説明

高所作業車

【課題】走行モータの積載スペース分だけ車両全長を短縮させた高所作業車を提供する。
【解決手段】架台と、架台の四方に備えられた回転自在に取付けられた走行輪と、架台の走行方向の一方側に設けられた昇降マスト2と、昇降マストの下位置に、走行方向前方の走行輪の1つと走行モータ3を接続した駆動輪1を備える高所作業車において、昇降マストは、左右方向中心部がマスト式高所作業車両の左右方向中心部に対して左右方向一方側へ偏倚して配置され、昇降マストの垂直方向への昇降制御機構は、架台下の昇降マスト機構に付随し、走行モータは、偏倚配置させた前記昇降マスト下部に隣接する空間に配置され、走行方向前方の駆動輪に直結させる構成とした。

【発明の詳細な説明】
【技術分野】
【0001】
本発明は、高所作業に用いられるマスト式高所作業車に関し、特に、車両をコンパクト化した高所作業車に関するものである。
【背景技術】
【0002】
一般に高所作業車は、屋内における建築工事、電気工事、例えば、配線、器物の着脱、塗装等の作業に用いられ、狭い工事現場での作業の利便性と安全性の向上を図るために、自走手段と、マスト式/ブーム式/シザース式等の昇降装置を備えた作業車が使用されている。
【0003】
図4は、従来の高所作業車を示す上面図である。
図4(a)に示すように、高所作業車の左右方向略中央に昇降マスト2を配置し、その昇降機構は昇降マスト下にある。そして、駆動輪1が走行ギアA4および走行用ギアB5と繋がり、走行モータ3へ接続されている。いわゆるギア駆動方式を備えた高所作業車である。

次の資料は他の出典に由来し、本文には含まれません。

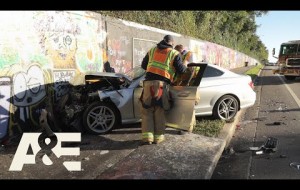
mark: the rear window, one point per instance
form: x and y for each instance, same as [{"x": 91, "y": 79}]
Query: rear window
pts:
[{"x": 212, "y": 72}]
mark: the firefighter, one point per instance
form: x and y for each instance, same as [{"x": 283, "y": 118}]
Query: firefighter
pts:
[
  {"x": 187, "y": 56},
  {"x": 161, "y": 63}
]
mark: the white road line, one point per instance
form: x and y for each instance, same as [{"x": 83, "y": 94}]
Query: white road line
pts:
[{"x": 291, "y": 92}]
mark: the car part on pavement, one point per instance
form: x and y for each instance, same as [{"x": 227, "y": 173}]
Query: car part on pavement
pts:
[
  {"x": 100, "y": 117},
  {"x": 226, "y": 108}
]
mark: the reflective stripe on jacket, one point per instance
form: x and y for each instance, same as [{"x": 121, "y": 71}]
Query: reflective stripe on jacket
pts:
[
  {"x": 161, "y": 62},
  {"x": 186, "y": 57}
]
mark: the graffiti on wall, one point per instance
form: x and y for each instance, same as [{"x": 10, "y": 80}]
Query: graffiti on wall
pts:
[
  {"x": 5, "y": 94},
  {"x": 61, "y": 80},
  {"x": 219, "y": 55},
  {"x": 140, "y": 49},
  {"x": 42, "y": 48},
  {"x": 117, "y": 53}
]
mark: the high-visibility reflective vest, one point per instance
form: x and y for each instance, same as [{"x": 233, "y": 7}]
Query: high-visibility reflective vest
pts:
[
  {"x": 161, "y": 62},
  {"x": 186, "y": 57}
]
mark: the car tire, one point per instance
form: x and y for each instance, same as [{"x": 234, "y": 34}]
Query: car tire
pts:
[
  {"x": 226, "y": 108},
  {"x": 100, "y": 118},
  {"x": 290, "y": 77}
]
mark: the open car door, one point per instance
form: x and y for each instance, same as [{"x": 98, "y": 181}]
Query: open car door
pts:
[{"x": 185, "y": 95}]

ここで、高所作業車前方から昇降マスト2と走行モータ3の配置関係を見ると、平行に並んで配置されている。
【0004】
次に図4(b)は、高所作業車の左右方向略中央に昇降マスト2を配置し、その昇降機構は昇降マスト下にある。そして、駆動輪1がスプロケット11および駆動用チェーン10と繋がり、走行モータ3へ接続されている。いわゆるチェーン駆動方式を備えた高所作業車である。

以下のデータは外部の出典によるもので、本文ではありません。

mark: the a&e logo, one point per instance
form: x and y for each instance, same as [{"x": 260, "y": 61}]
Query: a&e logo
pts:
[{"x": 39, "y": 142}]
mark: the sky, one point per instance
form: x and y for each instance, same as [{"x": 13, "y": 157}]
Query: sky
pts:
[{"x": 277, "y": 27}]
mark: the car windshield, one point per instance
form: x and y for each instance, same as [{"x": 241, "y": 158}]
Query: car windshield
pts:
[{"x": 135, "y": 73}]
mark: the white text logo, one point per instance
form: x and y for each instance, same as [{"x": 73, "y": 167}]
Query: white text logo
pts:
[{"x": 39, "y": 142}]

図4(a)と同様に、高所作業車前方から昇降マスト2と走行モータ3の配置関係を見ると、やはり平行に並んで配置されている。
【0005】
図5の高所作業車はシザース式昇降装置を備え、シザースリンク装置51の左右方向幅を高所作業車両方向幅に対して小さく構成し、シザースリンク装置51の左右方向中心部が高所作業車両の左右方向中心部に対して左右方向一方側へ偏倚して配置することにより、車台上にバッテリ等の積載スペースを確保する特許文献1に記載された作業車である。
【特許文献1】特開2004−123355
【0006】
しかしながら、図4に示す従来の高所作業車は、狭い工事現場での作業に適したコンパクト化された構成は採っておらず、部品点数の面から鑑みても、走行モータ3に繋がる走行用ギアA4および走行用ギアB5のメンテナス作業が必要であり、さらに駆動用チェーン10においては、駆動中に石等を噛み外れてしまうという安全性における問題があった。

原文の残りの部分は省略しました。